From kai to Kiwi kitchen: New Zealand culinary traditions and cookbooks

Helen Leach
Otago University Press
12/05/2010
Handle:
https://hdl.handle.net/10523/50649

Abstract

Cookbooks Cooking Cooking, New Zealand History Tunu kai
In the past two decades, cuisine and culinary history have attracted increasing attention, with both popular and academic books reflecting the growth of interest. Recipes are both sensitive markers of the socioeconomic conditions of their times and written representations of a culture’s culinary repertoire yet, despite the vast number of cookbooks that survive, they have not been the primary focus of research projects. Acknowledgement of their potential contribution to our understanding of culinary history has been slow. This book is a first in its field. The book opens with the three Macmillan Brown Lectures given by Helen Leach at Canterbury University in 2008 and broadcast on National Radio in 2009. The second part is comprised of essays by a number of contributors from a major research project that looked at Kiwi cookbooks, supported by the Marsden Fund.

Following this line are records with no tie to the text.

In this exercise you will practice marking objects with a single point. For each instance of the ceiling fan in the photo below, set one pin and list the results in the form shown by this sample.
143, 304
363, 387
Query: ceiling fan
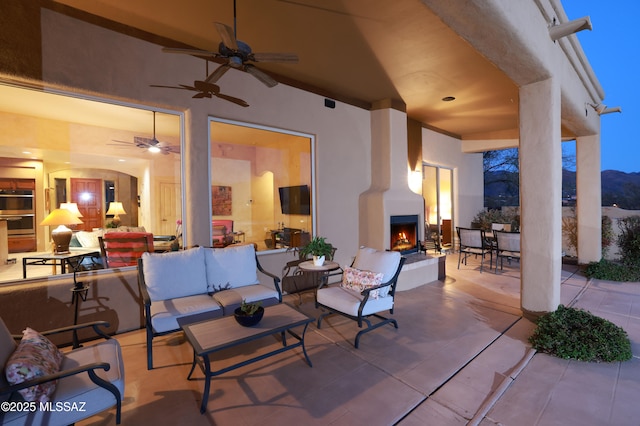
205, 89
237, 54
152, 145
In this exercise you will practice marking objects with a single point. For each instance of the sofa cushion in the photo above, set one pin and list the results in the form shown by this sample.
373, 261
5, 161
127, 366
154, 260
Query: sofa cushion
235, 265
358, 280
253, 293
165, 313
369, 259
35, 356
175, 274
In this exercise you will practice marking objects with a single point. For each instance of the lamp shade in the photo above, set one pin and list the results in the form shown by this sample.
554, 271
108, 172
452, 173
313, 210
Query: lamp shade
115, 208
61, 235
72, 207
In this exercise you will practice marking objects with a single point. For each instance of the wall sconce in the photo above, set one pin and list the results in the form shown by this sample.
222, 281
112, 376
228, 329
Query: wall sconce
602, 109
610, 110
562, 30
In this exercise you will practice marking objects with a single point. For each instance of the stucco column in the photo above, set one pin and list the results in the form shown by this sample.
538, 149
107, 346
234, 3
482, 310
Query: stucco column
589, 199
540, 196
197, 179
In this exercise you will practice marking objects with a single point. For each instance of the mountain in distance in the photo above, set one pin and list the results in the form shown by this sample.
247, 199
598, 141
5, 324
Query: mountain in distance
619, 188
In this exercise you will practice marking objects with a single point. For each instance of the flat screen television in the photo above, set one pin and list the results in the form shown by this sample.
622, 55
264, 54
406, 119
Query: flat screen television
295, 200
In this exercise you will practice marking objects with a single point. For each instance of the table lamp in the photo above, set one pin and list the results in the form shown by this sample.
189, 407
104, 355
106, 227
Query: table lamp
61, 235
116, 209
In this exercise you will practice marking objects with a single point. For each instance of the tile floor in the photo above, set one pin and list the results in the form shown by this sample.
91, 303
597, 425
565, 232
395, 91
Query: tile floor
460, 356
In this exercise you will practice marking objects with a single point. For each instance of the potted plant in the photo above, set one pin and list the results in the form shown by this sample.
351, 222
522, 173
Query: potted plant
249, 313
319, 249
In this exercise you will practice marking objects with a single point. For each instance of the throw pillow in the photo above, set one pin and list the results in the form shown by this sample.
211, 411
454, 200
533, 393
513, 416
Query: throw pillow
359, 280
35, 356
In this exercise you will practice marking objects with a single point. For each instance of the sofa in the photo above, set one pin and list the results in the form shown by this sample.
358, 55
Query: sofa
200, 283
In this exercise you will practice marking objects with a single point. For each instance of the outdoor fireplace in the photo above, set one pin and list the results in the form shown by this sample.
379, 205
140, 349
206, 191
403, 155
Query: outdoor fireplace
404, 233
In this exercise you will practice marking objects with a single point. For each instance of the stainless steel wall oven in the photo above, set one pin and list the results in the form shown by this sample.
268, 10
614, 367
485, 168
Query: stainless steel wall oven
17, 206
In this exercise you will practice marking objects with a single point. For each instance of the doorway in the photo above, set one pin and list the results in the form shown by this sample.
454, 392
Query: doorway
87, 193
437, 190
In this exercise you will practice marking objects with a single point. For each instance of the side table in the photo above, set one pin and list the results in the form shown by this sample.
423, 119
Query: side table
321, 272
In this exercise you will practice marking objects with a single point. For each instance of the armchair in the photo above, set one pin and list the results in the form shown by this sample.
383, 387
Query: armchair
222, 234
368, 288
474, 241
124, 248
90, 378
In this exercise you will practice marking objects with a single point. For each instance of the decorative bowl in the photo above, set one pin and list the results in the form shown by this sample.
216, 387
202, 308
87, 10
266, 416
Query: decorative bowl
248, 320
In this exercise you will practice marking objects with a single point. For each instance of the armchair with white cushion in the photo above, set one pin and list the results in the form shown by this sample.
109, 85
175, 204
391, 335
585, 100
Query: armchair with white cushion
76, 384
367, 290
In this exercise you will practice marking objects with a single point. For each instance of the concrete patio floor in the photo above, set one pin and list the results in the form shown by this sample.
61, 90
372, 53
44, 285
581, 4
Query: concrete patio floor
460, 356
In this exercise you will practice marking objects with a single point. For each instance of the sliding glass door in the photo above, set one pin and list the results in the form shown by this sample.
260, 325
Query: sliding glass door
437, 190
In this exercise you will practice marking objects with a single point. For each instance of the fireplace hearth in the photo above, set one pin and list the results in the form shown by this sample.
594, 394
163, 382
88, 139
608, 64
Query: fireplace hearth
404, 233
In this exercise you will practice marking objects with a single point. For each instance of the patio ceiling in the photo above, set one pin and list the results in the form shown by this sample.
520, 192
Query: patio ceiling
356, 51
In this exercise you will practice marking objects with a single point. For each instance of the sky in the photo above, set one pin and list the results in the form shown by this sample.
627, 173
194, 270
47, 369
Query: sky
613, 48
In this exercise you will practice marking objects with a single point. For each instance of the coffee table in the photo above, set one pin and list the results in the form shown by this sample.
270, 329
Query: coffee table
71, 260
210, 336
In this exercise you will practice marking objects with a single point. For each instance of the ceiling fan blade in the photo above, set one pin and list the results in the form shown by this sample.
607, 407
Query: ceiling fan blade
141, 142
260, 75
195, 52
217, 73
181, 87
236, 101
227, 35
275, 57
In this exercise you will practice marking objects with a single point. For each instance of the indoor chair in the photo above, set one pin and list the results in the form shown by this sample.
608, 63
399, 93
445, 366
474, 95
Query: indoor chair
222, 233
120, 249
89, 378
474, 242
367, 289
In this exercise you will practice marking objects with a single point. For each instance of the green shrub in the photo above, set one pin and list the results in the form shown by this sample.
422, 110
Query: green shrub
629, 239
571, 333
484, 218
613, 271
607, 234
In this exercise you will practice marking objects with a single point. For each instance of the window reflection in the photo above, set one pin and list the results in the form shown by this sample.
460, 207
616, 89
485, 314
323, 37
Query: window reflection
261, 180
91, 153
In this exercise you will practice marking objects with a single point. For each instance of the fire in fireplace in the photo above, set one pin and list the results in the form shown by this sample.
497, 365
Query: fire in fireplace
404, 233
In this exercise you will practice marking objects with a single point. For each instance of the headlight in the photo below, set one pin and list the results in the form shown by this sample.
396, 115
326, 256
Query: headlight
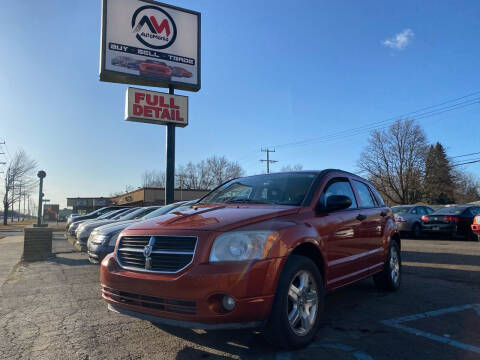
114, 239
242, 245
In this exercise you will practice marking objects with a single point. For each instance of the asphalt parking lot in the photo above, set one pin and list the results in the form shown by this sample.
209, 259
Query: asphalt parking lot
53, 309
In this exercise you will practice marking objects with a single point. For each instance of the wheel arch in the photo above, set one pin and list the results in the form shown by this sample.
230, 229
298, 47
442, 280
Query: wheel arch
311, 251
396, 237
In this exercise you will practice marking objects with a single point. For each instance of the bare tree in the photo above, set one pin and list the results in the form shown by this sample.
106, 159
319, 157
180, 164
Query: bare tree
208, 173
19, 175
467, 187
394, 161
296, 167
153, 178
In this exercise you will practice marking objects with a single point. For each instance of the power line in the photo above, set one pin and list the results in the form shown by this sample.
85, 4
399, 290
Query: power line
468, 162
268, 161
453, 157
367, 128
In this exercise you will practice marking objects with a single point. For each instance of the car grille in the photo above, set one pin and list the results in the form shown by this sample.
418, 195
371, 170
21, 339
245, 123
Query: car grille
167, 254
151, 302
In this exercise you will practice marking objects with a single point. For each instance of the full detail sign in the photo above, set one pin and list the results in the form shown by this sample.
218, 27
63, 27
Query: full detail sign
156, 108
149, 43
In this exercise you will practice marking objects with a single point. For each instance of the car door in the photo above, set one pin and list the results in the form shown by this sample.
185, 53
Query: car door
371, 223
338, 229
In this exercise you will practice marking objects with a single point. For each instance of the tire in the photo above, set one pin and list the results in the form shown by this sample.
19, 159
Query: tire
390, 278
302, 274
416, 231
472, 236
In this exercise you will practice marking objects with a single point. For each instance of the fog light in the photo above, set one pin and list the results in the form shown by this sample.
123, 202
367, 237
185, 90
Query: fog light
228, 303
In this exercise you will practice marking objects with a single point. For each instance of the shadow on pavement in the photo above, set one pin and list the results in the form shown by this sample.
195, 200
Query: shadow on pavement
240, 343
441, 258
70, 262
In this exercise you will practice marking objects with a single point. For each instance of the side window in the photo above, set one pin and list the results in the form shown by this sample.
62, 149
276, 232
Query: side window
338, 186
365, 197
377, 195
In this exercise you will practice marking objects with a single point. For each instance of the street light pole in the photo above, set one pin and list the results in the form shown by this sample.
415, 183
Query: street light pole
170, 166
41, 174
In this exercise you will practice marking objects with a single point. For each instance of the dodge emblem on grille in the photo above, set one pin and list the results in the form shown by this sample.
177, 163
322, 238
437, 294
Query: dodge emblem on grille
147, 251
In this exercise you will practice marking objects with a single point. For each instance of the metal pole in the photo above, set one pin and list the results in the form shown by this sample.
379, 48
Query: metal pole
19, 201
268, 162
170, 168
40, 202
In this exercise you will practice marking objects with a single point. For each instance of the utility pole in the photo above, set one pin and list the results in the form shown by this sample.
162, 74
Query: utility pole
19, 201
268, 161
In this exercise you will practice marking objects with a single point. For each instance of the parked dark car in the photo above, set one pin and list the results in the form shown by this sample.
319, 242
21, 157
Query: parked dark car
71, 231
93, 215
408, 218
259, 251
102, 240
451, 221
83, 231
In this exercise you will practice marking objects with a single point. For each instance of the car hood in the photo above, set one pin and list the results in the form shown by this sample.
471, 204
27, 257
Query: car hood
113, 228
94, 224
214, 217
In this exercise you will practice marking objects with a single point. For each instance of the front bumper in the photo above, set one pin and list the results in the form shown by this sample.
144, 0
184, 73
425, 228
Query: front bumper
97, 253
185, 324
194, 295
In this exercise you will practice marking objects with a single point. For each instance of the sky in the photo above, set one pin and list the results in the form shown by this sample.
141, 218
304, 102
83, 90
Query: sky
273, 73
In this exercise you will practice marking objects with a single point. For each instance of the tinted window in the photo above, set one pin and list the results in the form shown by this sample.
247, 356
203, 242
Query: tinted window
452, 210
428, 210
365, 197
338, 187
282, 188
400, 209
421, 211
377, 195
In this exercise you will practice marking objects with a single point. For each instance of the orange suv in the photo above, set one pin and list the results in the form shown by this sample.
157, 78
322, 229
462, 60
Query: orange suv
259, 251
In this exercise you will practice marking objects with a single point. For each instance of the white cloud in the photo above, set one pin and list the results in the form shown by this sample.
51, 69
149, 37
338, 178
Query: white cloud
399, 41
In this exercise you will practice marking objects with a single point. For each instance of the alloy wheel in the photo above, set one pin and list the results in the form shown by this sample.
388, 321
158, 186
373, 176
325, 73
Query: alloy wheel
302, 303
394, 265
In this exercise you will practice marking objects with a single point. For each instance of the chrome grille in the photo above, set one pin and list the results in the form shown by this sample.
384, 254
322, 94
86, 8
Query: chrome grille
156, 253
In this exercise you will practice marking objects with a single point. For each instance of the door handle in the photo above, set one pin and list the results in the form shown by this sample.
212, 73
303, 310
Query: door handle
361, 217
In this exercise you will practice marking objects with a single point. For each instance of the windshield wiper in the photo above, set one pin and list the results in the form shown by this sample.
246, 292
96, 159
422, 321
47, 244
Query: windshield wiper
246, 201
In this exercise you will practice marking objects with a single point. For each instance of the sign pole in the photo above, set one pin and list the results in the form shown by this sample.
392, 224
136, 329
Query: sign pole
170, 168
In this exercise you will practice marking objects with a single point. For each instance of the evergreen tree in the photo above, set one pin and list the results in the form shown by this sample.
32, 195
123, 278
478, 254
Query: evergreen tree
439, 181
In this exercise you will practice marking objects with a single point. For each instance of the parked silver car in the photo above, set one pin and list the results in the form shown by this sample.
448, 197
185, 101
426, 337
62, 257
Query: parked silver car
408, 218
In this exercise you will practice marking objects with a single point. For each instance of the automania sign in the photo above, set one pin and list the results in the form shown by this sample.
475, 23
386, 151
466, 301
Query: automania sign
156, 108
150, 43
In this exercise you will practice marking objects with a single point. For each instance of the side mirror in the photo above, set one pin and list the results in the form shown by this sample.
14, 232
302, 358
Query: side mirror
338, 202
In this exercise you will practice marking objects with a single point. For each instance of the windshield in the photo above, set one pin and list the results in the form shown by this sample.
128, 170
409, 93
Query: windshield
400, 209
453, 210
121, 214
110, 214
162, 211
282, 189
136, 213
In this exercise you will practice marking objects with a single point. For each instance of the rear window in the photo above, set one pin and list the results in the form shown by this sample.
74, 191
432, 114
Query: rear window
453, 210
400, 209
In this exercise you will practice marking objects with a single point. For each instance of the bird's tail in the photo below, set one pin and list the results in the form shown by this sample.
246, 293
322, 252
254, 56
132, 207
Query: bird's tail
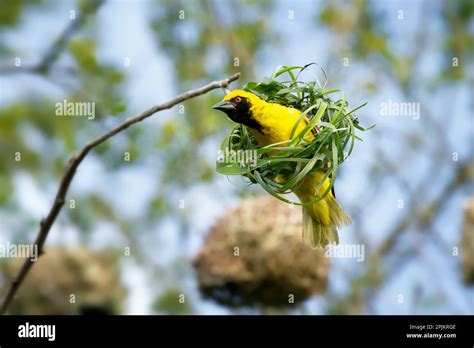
319, 231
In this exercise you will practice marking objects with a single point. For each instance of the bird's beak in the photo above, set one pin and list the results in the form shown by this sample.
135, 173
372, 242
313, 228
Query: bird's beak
224, 106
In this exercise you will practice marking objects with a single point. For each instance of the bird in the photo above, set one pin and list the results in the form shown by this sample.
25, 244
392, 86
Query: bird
272, 123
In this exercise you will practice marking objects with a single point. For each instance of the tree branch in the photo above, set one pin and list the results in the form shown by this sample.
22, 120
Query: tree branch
75, 161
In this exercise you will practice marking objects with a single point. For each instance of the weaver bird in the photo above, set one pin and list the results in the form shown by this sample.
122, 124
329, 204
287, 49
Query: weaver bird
273, 123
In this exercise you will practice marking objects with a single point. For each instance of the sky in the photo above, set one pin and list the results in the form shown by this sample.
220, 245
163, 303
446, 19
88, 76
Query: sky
123, 32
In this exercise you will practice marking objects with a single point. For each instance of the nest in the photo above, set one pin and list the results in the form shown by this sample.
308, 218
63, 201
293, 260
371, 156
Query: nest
332, 120
254, 255
92, 278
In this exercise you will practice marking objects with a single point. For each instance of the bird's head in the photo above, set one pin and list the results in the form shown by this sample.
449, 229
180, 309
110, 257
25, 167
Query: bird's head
240, 107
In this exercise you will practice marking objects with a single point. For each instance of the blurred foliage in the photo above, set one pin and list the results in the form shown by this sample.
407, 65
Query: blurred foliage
172, 301
200, 41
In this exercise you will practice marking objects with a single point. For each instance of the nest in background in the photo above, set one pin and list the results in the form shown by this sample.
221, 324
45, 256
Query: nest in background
334, 123
92, 278
254, 255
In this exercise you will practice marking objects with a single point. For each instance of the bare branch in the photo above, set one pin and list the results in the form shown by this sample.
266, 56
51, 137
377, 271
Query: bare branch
75, 161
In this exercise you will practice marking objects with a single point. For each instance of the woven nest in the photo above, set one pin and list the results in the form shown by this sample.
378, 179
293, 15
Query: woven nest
255, 255
467, 243
92, 278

The essays explore several themes in New Zealand’s food history, including the adaptation of British and Māori culinary traditions in the nineteenth century and the fate of the Māori tradition in the twentieth, external influences on New Zealand cookery (previously thought to be predominantly British until after World War II), the transmission of cookery knowledge between and within generations, the impact of changing technology on cooking methods and recipes, nutritional advice in community cookbooks, and the transition from modernism to postmodernism, as seen in the cookbooks of Aunt Daisy and Lois Daish. This book will entertain anyone interested in food, New Zealand history or domestic culture.